Tuesday, June 14, 2005

GIANT BALLS OF SNOT

Time for your Science News of the Day! For a long time scientists have been puzzled about how there can be life at the bottom of the ocean without enough carbon produced there to support it. Now the secret is out--it's snot. Giant balls of snot.

Don't you love scientists? Can you imagine some oceanographer doing his PhD thesis--"Ocean Floor Lifeforms and their Relation to Giant Balls of Snot."

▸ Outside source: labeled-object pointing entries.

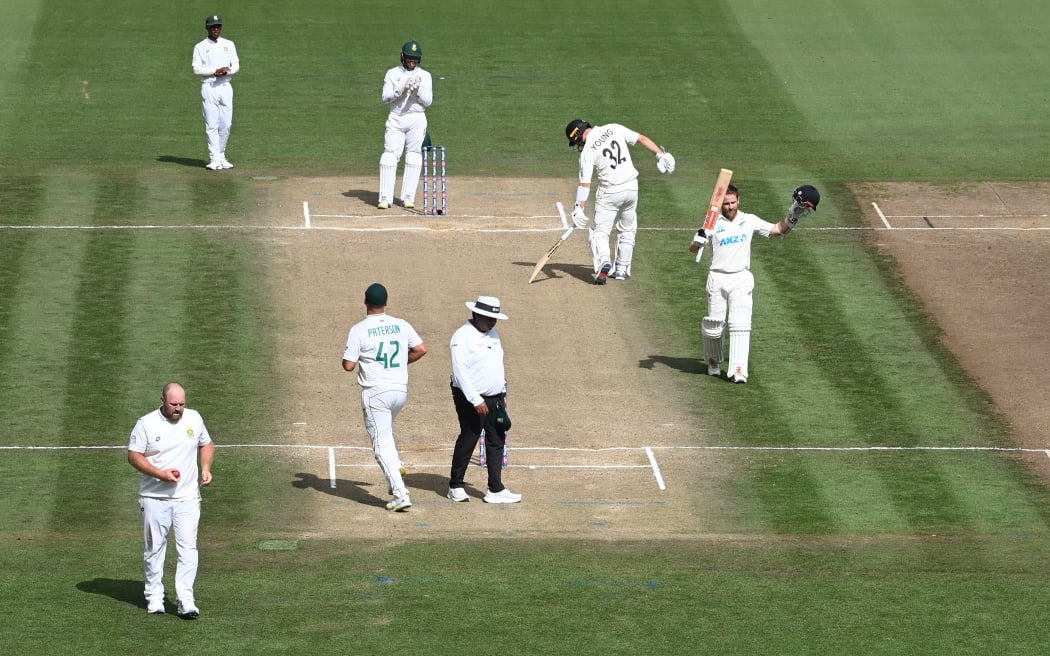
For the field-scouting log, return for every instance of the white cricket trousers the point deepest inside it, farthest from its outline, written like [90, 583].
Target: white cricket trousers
[733, 292]
[216, 97]
[620, 210]
[404, 133]
[161, 515]
[381, 407]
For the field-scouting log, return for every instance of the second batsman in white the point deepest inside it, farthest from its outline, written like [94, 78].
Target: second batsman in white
[730, 280]
[605, 149]
[408, 90]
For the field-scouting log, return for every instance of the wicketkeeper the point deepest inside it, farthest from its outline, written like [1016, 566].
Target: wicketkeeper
[730, 280]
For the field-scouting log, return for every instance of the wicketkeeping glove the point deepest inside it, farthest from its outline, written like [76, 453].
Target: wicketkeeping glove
[665, 163]
[579, 218]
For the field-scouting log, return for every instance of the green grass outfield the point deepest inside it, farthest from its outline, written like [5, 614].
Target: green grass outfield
[896, 552]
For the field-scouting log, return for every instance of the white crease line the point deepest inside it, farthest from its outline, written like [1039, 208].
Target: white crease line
[881, 215]
[1007, 449]
[332, 467]
[652, 461]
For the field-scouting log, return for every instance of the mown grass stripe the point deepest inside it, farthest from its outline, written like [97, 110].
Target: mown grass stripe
[96, 387]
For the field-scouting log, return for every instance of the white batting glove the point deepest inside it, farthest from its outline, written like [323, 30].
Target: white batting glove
[579, 218]
[665, 163]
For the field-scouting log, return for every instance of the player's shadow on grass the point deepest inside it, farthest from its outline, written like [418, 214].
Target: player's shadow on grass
[352, 490]
[368, 196]
[686, 365]
[182, 161]
[553, 271]
[120, 589]
[370, 493]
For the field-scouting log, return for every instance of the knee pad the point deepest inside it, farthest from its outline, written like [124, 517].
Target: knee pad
[712, 328]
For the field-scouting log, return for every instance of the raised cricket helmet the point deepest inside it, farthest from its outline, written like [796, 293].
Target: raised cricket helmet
[807, 196]
[414, 50]
[574, 131]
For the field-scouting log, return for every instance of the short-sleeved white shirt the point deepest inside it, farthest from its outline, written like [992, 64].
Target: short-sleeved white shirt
[607, 151]
[170, 445]
[210, 56]
[414, 102]
[731, 242]
[379, 344]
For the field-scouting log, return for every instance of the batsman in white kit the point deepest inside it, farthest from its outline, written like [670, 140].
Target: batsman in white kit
[380, 347]
[164, 447]
[408, 90]
[730, 281]
[215, 62]
[605, 149]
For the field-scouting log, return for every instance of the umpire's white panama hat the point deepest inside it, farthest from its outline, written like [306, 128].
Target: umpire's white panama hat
[488, 307]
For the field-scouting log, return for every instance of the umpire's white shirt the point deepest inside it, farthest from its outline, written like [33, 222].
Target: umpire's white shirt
[170, 445]
[477, 363]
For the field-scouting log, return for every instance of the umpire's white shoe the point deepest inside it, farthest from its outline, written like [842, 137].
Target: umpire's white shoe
[458, 494]
[503, 496]
[399, 503]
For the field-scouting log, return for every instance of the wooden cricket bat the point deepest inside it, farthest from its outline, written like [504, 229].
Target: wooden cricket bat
[714, 208]
[546, 258]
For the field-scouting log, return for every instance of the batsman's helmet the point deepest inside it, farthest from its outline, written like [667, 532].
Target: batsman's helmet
[574, 130]
[806, 195]
[412, 48]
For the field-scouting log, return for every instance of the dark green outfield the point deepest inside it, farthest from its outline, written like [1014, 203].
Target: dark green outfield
[887, 552]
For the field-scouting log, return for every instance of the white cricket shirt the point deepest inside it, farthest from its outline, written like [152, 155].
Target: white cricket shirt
[477, 363]
[210, 56]
[170, 446]
[607, 151]
[731, 242]
[412, 102]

According to an article in the June 9 issue of the journal "Science," there are some ocean creatures called giant larvaceans who produce big bubbles of mucus and live inside them. The bubble filters out gunk the larvaceans don't want but is porous enough to let in small bits of food. After some time, the thing gets clogged up and the creature moves out and blows itself another one. The old bubble collapses and sinks to the bottom of the ocean--hence their name, "sinkers." And on its way, small sea creatures and bits of plants get stuck to it, and get carried along to the bottom.

"A sinker is basically snot," one of the scientists explained. "It's very fragile. We have very skilled ROV (Remotely Operated Vehicle) pilots and special containers to collect these things, but we're only able to collect one out of four."

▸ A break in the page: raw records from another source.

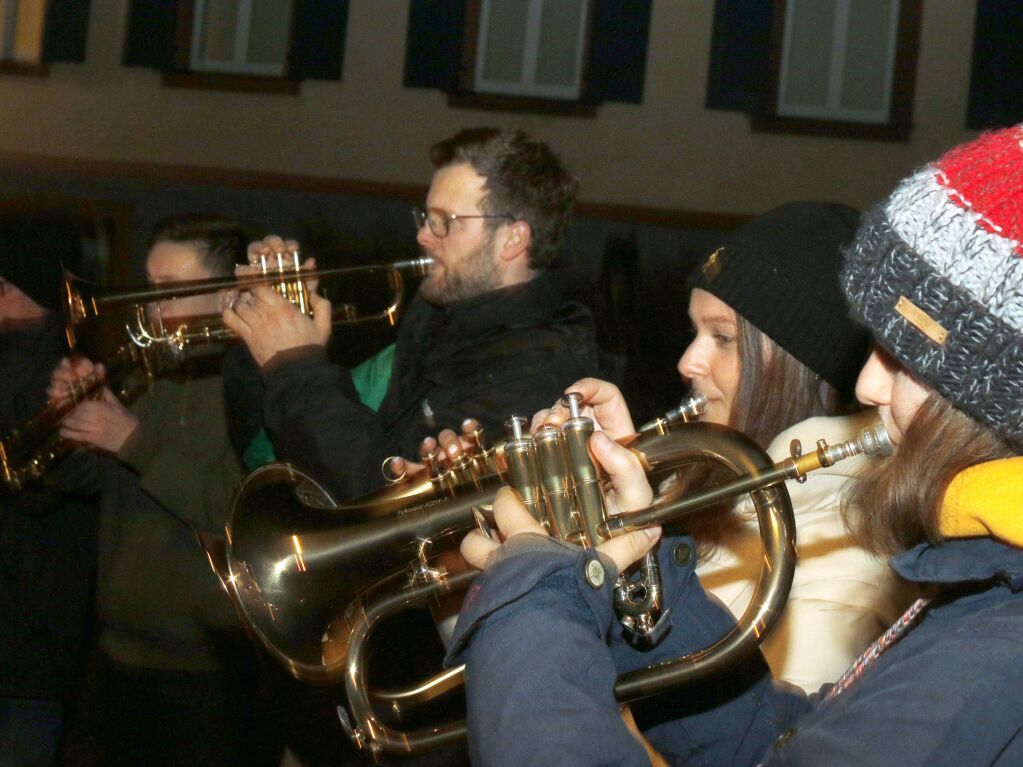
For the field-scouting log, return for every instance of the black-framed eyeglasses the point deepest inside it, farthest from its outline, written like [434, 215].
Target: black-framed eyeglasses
[440, 221]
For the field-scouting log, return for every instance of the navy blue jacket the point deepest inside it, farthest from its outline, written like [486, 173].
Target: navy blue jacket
[542, 653]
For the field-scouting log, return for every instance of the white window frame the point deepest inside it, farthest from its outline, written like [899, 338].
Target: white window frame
[238, 64]
[833, 109]
[7, 53]
[528, 85]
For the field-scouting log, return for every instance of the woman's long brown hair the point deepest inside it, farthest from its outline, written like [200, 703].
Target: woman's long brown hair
[775, 391]
[897, 504]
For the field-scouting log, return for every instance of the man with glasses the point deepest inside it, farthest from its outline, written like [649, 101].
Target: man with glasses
[488, 333]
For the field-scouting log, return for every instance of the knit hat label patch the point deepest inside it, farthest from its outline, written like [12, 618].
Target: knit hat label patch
[921, 320]
[953, 242]
[712, 266]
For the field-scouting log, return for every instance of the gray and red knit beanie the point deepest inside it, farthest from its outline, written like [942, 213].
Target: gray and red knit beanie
[936, 272]
[781, 272]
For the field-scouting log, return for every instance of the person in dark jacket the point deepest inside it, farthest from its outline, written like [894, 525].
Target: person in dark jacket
[487, 335]
[935, 273]
[178, 684]
[47, 539]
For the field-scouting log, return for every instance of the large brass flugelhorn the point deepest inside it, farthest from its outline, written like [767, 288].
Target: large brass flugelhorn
[125, 328]
[312, 578]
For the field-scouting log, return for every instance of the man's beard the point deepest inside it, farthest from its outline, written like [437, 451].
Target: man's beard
[472, 275]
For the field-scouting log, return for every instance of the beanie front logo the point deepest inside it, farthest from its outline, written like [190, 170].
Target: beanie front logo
[921, 320]
[712, 266]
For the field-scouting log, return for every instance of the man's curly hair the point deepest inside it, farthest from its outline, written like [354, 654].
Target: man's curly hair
[525, 179]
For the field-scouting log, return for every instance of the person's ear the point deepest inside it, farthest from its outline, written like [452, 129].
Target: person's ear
[517, 240]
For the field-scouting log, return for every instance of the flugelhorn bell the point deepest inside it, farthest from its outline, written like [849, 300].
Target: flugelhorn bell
[312, 579]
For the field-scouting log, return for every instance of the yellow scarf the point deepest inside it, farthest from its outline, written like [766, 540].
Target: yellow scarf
[986, 500]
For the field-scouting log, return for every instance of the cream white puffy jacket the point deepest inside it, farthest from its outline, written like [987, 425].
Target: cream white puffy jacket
[842, 597]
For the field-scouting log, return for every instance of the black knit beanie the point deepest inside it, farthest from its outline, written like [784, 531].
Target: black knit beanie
[936, 272]
[781, 273]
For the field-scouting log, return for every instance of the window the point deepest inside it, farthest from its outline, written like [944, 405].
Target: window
[249, 45]
[837, 68]
[241, 37]
[553, 56]
[530, 47]
[838, 59]
[21, 31]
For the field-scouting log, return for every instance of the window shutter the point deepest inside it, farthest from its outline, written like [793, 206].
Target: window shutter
[618, 51]
[318, 41]
[149, 38]
[433, 50]
[740, 55]
[995, 84]
[64, 31]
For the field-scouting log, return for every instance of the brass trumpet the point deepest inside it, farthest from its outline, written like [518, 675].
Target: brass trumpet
[125, 327]
[358, 295]
[311, 578]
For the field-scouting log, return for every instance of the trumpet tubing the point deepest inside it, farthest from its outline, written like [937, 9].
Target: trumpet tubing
[30, 450]
[312, 578]
[358, 295]
[125, 328]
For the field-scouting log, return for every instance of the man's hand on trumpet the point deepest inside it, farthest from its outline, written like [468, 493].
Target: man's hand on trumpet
[267, 322]
[104, 422]
[445, 447]
[632, 492]
[603, 402]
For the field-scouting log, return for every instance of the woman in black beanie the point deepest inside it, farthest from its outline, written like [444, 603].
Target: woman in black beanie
[936, 273]
[776, 355]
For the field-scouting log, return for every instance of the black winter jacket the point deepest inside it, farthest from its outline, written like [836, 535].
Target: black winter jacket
[512, 351]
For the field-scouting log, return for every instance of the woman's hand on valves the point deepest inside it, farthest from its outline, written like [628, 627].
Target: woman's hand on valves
[71, 377]
[266, 321]
[603, 402]
[632, 492]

Naturally. Anybody who has ever had a kid knows all about snot bubbles. Touch one, and it falls apart and oozes down the kid's upper lip. Have you ever tried to COLLECT one?

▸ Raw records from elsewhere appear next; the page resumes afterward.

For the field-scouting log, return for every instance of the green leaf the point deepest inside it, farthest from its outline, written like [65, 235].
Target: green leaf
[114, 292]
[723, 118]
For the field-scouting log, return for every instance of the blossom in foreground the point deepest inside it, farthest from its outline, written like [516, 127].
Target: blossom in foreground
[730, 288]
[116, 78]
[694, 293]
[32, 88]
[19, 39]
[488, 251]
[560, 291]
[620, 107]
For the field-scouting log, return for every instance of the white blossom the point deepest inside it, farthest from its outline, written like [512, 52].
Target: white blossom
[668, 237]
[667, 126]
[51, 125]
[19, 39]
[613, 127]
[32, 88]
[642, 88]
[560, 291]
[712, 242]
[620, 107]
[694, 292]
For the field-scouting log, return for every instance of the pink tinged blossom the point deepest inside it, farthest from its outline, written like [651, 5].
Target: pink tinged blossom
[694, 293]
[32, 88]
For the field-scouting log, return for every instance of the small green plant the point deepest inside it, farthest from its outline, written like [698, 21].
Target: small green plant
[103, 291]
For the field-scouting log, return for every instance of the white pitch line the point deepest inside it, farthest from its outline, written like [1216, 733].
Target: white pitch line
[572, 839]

Can you imagine getting a research grant for fooling around in the ocean and collecting snot bubbles?

The odd thing is that these scientists set out traps to see if they could find the source of the carbon, but they kept finding this slimy gunk instead. "People checking the traps would find this weird goop in the trap, and consider it to be contamination and throw it out," one of the scientists admits. It took a while before it dawned on someone--"Hey, maybe we ought to see what this stuff is."

And the Nobel Prize for Science goes to. . . . the discoverer of Giant Balls of Snot.